Since then, the SAREX project has evolved into Amateur Radio on the International Space Station (ARISS), which maintains a ham radio station on the ISS that astronauts can use to chat with radio (and space) enthusiasts back here on the blue marble. There are two ways to get in touch. ARISS will schedule astronaut chat-time for schools or other educational organizations, but you can also just try your luck. Ham-licensed astronauts on the ISS can spend their downtime at the station's ham setup just chatting with Earthlings at random, and if you time it right, you could make contact. 
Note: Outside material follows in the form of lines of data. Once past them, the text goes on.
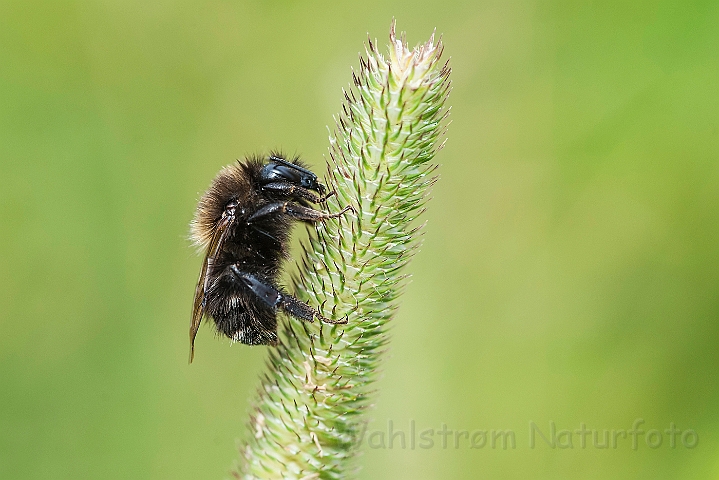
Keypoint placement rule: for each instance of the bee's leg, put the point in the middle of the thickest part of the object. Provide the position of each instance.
(296, 211)
(273, 297)
(288, 189)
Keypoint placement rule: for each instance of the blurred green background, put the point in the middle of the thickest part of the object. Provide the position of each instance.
(569, 272)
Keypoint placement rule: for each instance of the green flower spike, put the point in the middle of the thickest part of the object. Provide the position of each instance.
(309, 417)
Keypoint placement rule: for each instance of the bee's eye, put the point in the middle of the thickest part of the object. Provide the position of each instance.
(273, 172)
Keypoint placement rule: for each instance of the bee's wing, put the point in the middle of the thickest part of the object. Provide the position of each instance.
(198, 308)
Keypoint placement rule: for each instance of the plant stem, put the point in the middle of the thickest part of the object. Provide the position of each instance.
(309, 415)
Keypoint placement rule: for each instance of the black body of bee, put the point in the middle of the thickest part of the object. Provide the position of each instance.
(243, 222)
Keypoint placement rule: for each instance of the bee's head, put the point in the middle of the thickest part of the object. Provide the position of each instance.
(280, 170)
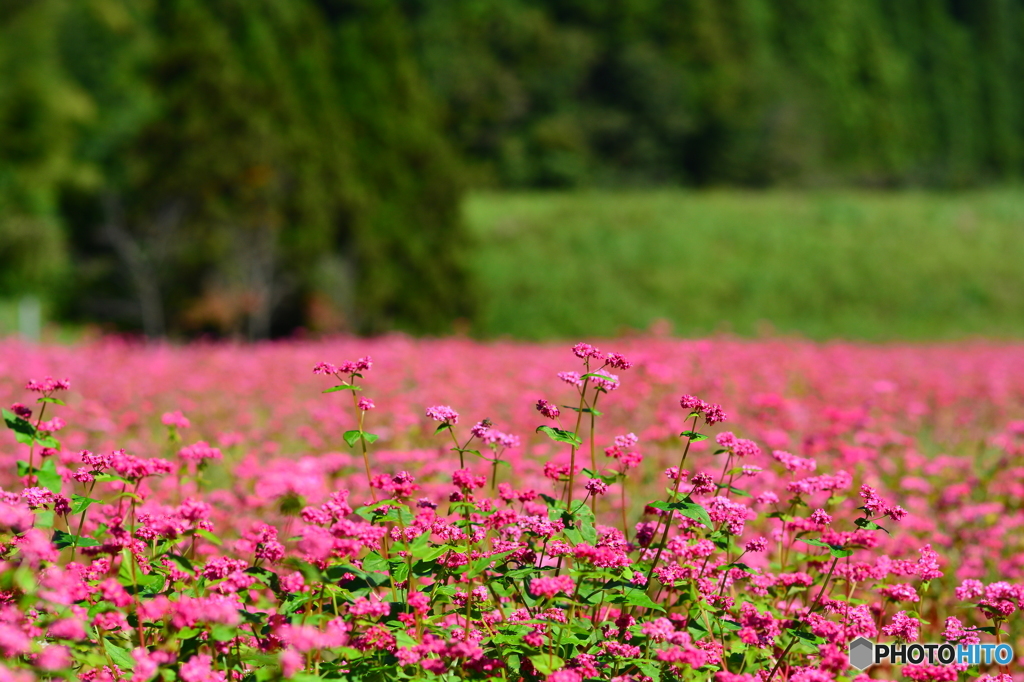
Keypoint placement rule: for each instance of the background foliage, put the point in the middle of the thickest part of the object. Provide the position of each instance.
(247, 168)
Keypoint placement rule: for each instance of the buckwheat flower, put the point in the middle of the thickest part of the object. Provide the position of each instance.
(617, 361)
(970, 589)
(745, 448)
(70, 628)
(872, 503)
(291, 663)
(658, 630)
(570, 378)
(547, 409)
(899, 592)
(928, 564)
(199, 669)
(37, 497)
(442, 413)
(955, 632)
(465, 479)
(361, 365)
(757, 545)
(15, 517)
(896, 513)
(22, 411)
(820, 517)
(702, 483)
(792, 462)
(199, 452)
(713, 414)
(904, 627)
(52, 425)
(585, 350)
(726, 439)
(48, 385)
(631, 460)
(627, 441)
(175, 419)
(325, 368)
(550, 586)
(496, 437)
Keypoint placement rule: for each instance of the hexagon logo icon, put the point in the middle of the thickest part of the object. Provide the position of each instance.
(861, 652)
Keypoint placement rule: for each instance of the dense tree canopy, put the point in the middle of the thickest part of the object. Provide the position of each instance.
(251, 166)
(241, 166)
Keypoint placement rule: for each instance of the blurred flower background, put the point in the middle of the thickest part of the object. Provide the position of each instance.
(528, 168)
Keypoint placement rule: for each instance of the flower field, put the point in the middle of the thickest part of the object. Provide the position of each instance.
(397, 509)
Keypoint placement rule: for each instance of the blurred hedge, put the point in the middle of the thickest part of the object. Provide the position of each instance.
(236, 167)
(749, 92)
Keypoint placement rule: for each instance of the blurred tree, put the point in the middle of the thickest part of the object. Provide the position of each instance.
(240, 151)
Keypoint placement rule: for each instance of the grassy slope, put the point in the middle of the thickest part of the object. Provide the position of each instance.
(855, 265)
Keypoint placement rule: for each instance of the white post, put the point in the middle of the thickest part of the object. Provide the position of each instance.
(30, 317)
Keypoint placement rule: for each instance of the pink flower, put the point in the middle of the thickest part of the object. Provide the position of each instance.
(713, 413)
(550, 586)
(904, 627)
(175, 419)
(757, 545)
(48, 385)
(820, 517)
(200, 669)
(22, 411)
(325, 368)
(585, 351)
(199, 452)
(442, 413)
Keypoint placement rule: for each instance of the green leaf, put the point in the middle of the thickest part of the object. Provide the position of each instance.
(806, 636)
(22, 428)
(816, 543)
(48, 476)
(639, 597)
(64, 540)
(734, 491)
(649, 669)
(374, 562)
(183, 563)
(868, 525)
(79, 504)
(343, 387)
(545, 664)
(209, 537)
(119, 655)
(585, 410)
(687, 508)
(44, 518)
(560, 435)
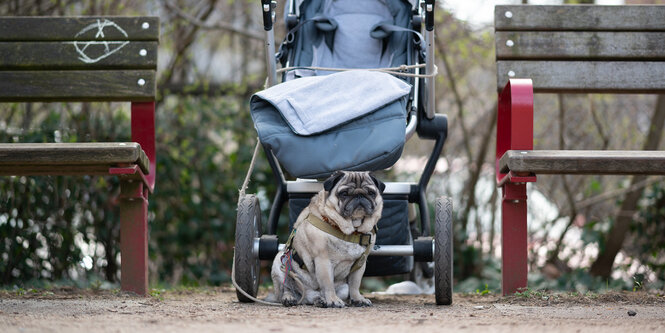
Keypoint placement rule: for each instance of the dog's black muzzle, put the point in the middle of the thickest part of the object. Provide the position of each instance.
(359, 201)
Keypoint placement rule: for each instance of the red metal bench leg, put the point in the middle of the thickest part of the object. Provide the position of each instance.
(134, 236)
(513, 238)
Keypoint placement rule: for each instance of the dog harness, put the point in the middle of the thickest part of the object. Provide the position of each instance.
(355, 238)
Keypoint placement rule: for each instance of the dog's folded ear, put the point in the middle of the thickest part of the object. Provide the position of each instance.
(329, 183)
(379, 184)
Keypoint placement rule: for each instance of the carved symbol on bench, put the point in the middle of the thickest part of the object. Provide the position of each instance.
(93, 51)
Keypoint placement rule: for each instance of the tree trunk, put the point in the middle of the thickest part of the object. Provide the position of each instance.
(614, 242)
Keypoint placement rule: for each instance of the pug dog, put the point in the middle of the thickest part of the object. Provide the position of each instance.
(325, 257)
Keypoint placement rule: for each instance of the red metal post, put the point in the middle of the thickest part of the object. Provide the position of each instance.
(514, 132)
(134, 236)
(513, 238)
(143, 132)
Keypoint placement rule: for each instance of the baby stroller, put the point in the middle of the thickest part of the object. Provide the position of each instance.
(327, 34)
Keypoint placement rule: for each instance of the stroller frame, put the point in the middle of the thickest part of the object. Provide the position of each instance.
(252, 246)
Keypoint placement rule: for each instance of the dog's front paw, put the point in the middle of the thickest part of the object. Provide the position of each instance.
(361, 302)
(334, 303)
(289, 300)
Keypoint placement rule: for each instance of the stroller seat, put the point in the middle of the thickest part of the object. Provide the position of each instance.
(339, 34)
(312, 133)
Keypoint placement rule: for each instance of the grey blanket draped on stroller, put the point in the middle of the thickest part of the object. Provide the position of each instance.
(318, 121)
(315, 125)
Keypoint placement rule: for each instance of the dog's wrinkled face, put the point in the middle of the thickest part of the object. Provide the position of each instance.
(356, 195)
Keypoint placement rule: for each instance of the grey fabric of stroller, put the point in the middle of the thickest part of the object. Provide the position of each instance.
(314, 104)
(353, 46)
(363, 144)
(371, 142)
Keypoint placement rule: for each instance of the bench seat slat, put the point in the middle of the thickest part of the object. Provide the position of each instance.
(614, 162)
(586, 76)
(67, 156)
(101, 85)
(580, 17)
(78, 28)
(539, 45)
(78, 55)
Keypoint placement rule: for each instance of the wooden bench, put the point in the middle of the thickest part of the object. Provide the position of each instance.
(49, 59)
(566, 49)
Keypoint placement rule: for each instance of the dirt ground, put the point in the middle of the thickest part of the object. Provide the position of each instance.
(202, 310)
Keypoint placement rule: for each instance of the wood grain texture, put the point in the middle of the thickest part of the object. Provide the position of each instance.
(580, 17)
(52, 155)
(615, 162)
(77, 55)
(586, 76)
(587, 45)
(101, 85)
(110, 28)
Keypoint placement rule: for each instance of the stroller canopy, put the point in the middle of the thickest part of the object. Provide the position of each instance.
(300, 121)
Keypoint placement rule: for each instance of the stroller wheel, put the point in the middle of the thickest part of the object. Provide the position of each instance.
(248, 227)
(443, 252)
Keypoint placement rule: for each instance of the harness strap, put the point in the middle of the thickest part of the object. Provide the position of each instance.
(356, 238)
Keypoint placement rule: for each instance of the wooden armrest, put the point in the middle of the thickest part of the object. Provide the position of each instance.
(613, 162)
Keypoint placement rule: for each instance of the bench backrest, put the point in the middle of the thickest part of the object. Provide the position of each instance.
(78, 59)
(582, 48)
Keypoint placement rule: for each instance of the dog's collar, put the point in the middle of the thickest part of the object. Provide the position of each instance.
(356, 237)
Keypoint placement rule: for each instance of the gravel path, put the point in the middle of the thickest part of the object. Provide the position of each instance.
(217, 310)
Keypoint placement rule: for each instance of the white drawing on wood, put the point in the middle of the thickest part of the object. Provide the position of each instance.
(109, 47)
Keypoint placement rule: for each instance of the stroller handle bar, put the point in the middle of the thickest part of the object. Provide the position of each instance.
(268, 7)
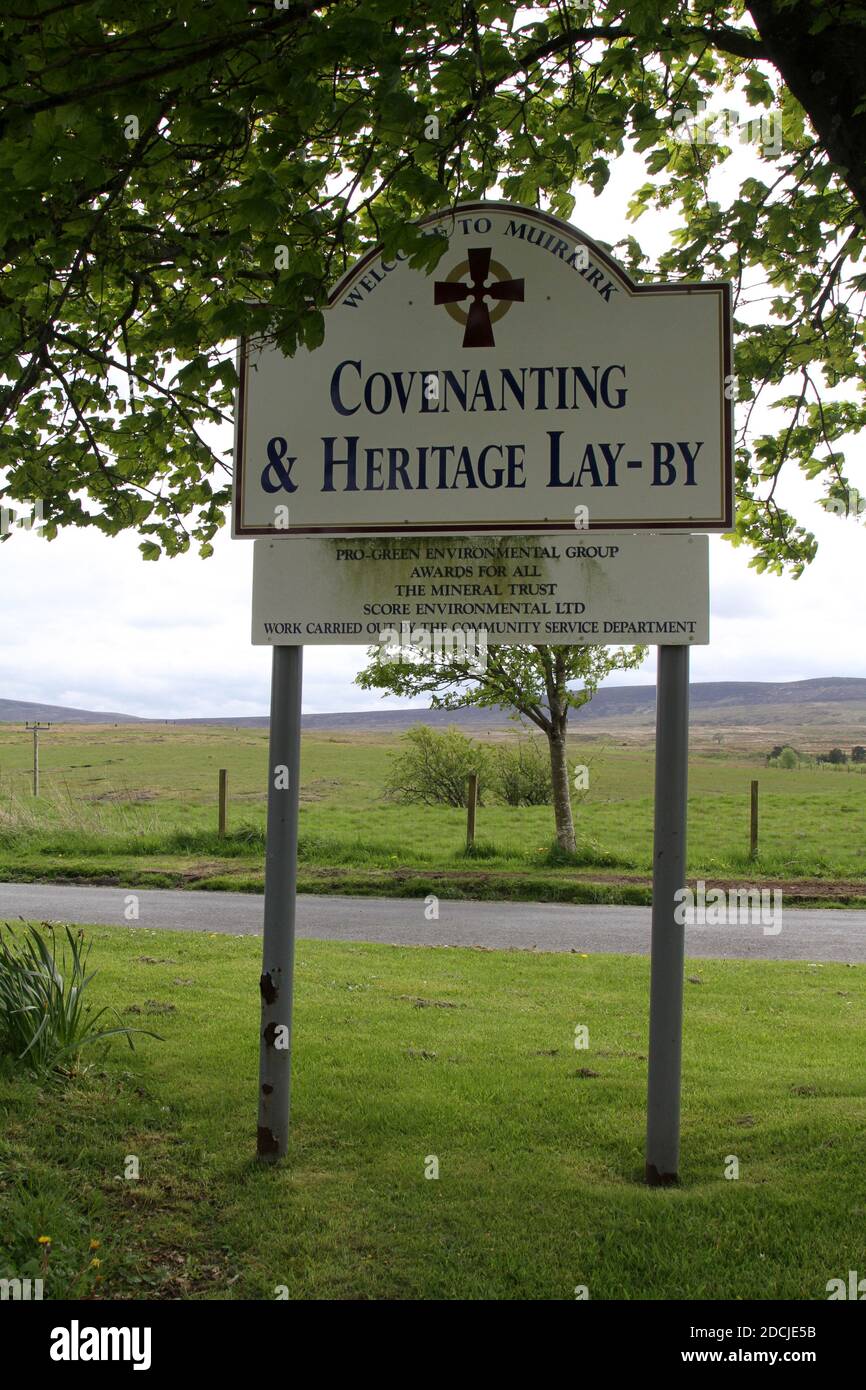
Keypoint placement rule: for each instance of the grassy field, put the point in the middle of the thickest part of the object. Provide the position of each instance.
(138, 805)
(405, 1054)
Whether you'd be so lucky depends on a number of factors, like whether the astronauts are awake at the time, and whether they're busy doing other important space-work. That, and you just have to be in range. Not only does the ISS criss-cross the spinning globe in its orbit, its also moving insanely fast at a speed of nearly 5 miles per second. Those two factors combined make windows of communication with the ISS rare and fleeting for any particular point on Earth. 

During his four-minute window, Adrian Lane managed to chat with the astronauts on the space station for a brief 50 seconds. The conversation was brief and unremarkable. According to The Telegraph, he asked what space was like and they responded that it was dark; the outer-space equivalent of talking about the weather. "I was buzzing," Lane said. "It's not every day you get to talk to some guy out in space." And the fact that just about anyone with a ham radio can give it a shot is nothing short of incredible. 

You can find more technical details about the process on the website for the ARISS. And if you're going to try it out, good luck!